O pagode romântico [OUVIR] também trabalha com elementos a princípio alheios ao samba, excluindo vários daqueles que comumente são associados ao gênero. Fazem música romântica no paradigma Roberto Carlos, seguindo o padrão rítmico definido por Jorge Ben (samba rock desacelerado, do Ive Brussel). Nada de crônica cotidiana, apego a tradição e aos bambas do passado - como a turma do cacique ainda mantém. Sequer o paradigma rítmico do Estácio será seguido, e a sonoridade muitas vezes não irá se distinguir das canções românticas do Wando - que começou tocando samba, a propósito. Todavia, esses grupos mantêm firme alguns poucos elementos típicos do samba – por exemplo, a formação base do fundo de quintal, especialmente tantan, cavaco e pandeiro, que já é uma invenção recente - e, principalmente, não deixarão de se afirmar enquanto sambistas (na sua vertente pagode). Fazendo isso, também revelam - como a Bossa - o quanto o samba tem de inorgânico, e o quanto de sua definição enquanto gênero depende de um complexo estrutural que não é apenas estético, suscitando uma avalanche de questionamentos sobre o que é samba de raiz, samba genuíno, que ao mesmo tempo é e não é um falso debate.

O pagode veio daqui ó:


O debate é falso porque a rigor não existe um gênero mais genuíno que o outro - mesmo o paradigma rítmico do Estácio foi uma conquista posterior ao início do samba, já bem afastado dos batuques de candomblé o dos sambas amaxixados de Sinhô. Samba é muito mais um lugar, formado a partir de inúmeras variantes que envolvem status, performance, melodia, harmonia, instrumental, agentes, momento histórico, etc... que estão em constante movimento. O que é samba genuíno hoje pode não ter sido (Zeca Pagodinho) ou pode deixar de ser, ou pode ainda suscitar debates eternos sobre seu lugar. Não existe, portanto, um samba que seja genuíno, pois como afirma Carlos Sandroni (no livro Feitiço Decente) seu padrão de constituição é naturalmente políritimico e heterogêneo.
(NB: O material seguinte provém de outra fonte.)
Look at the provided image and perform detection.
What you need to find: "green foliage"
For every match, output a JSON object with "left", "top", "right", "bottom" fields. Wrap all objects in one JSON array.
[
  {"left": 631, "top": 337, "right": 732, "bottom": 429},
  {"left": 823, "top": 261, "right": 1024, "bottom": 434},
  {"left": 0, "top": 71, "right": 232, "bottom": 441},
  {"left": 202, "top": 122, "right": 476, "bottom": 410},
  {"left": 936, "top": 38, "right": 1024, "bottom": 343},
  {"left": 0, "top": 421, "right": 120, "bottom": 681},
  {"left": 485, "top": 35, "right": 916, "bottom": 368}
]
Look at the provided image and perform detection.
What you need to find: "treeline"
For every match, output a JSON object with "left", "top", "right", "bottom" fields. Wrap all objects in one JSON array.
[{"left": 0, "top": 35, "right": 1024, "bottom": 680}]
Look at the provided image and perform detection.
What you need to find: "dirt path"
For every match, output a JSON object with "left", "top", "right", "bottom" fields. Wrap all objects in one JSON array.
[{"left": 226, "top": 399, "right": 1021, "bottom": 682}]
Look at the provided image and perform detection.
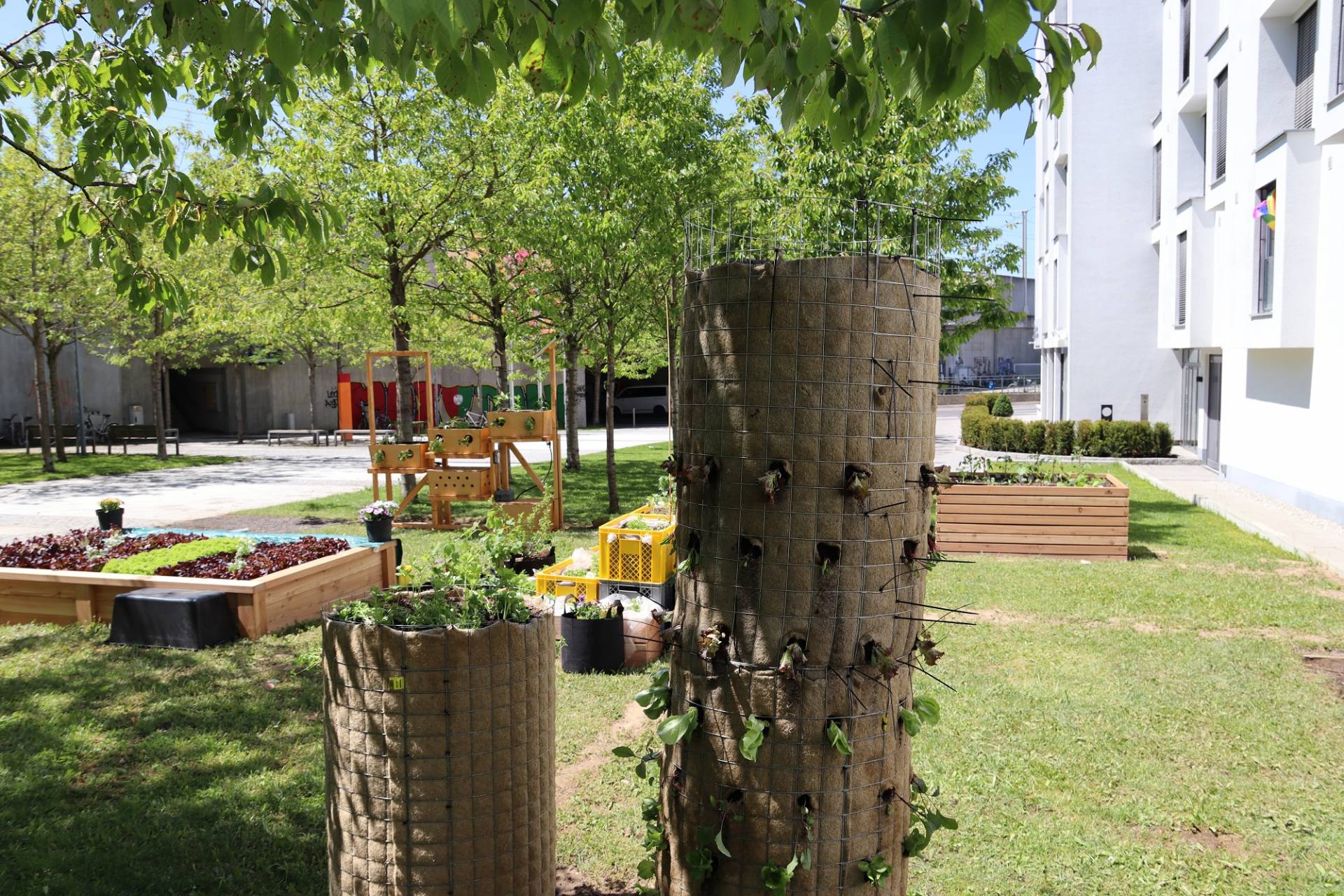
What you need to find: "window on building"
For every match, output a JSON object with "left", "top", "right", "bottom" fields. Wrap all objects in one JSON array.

Ao mesmo tempo não é um falso debate porque o samba só é samba na medida em que se afirma enquanto genuíno, e pertencente a uma tradição (isso, aliás, lembra um samba do Nelson Sargento, "o nosso falso amor é tão sincero"). Desse modo, afirmar que o Só pra Contrariar não faz samba de raiz é acusação grave, o mesmo que dizer que não faz samba. Todo samba é de raiz, mesmo quando inova. Almir Guineto surge fazendo um tipo de som bastante diferente daquele que fazia Ismael Silva, mas nunca deixou de se afirmar como pertencente à tradição de bambas do passado. Clara Nunes tinha um repertório muito similar ao de várias artistas da MPB e, no entanto, sempre afirmou sua ligação com o samba e com a cultura negra. É, portanto, encarada como sambista, a despeito de gravar Caetano Veloso e Luis Gonzaga. Mais do que fazer um determinado som, o sambista está em certo lugar, regido por leis próprias.
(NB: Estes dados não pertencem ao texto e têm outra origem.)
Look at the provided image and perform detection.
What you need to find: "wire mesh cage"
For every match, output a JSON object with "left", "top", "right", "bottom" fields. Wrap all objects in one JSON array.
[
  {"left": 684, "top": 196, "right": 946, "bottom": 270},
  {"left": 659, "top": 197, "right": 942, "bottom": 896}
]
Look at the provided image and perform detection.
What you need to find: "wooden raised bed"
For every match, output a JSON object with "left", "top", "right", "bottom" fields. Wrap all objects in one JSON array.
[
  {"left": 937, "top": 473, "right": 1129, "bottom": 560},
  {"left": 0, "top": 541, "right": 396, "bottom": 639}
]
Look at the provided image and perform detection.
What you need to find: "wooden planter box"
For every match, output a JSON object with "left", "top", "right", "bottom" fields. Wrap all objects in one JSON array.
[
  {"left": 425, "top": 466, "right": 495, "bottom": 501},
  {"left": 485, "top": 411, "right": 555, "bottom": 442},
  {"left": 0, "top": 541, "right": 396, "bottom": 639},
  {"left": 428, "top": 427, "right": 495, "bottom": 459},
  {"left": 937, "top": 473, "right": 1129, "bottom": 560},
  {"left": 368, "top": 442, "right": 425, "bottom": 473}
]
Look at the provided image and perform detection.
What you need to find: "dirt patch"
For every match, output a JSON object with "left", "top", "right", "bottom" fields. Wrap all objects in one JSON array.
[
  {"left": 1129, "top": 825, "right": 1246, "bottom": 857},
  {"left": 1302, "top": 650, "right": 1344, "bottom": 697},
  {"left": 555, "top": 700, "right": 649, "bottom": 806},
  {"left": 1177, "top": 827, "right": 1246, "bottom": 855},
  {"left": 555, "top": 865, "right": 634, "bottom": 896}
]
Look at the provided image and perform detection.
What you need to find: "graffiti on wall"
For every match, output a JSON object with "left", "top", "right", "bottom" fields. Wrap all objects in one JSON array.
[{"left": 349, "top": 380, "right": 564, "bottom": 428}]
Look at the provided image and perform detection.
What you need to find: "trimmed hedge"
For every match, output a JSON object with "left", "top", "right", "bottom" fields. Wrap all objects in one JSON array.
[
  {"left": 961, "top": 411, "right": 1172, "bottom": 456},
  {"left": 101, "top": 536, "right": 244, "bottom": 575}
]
A existência do grupo Raça Negra e seus variantes coloca portanto um problema estético bem espinhoso - principalmente porque os pagodeiros não estão nem aí para a conceituação teórica da coisa, transitando entre Legião Urbana, Roberto Carlos e Arlindo Cruz com a mesma facilidade, e deixando o cenário ainda mais confuso. Ao romper com aspectos tidos como essenciais ao samba - o pertencimento à tradição, o apego às raízes, certa instrumentação, temas, postura malandra - ao mesmo tempo em que não deixam de se afirmar enquanto sambistas (basta ver o que estão fazendo hoje todos esses caras) o pagode romântico revela o quanto dessa essencialidade é de fato exterior e fluída, sem com isso fazer com que ela deixe de ser essencial. É de fato impossível responder se o Raça Negra e outros grupos são samba ou música pop, porque eles são e não são, porque o samba é e não é. Dependendo do ângulo que se observe, eles podem ser. Ou não. Nesse sentido eles fazem com o samba aquilo que a Tropicália havia feito antes com a MPB - e um grupo como o Art Popular tem de fato algo de muito tropicalista, inclusive no sentido positivo de criatividade estética. Tudo pode ser samba, desde que direcionado em certo sentido. Porque o samba é estruturalmente inorgânico desde que se conhece por gente. Afinal, Caetano cantando Peninha é música brega ou MPB? E - questão mais interessante - será que isso, de fato, importa? Se sim, para quem?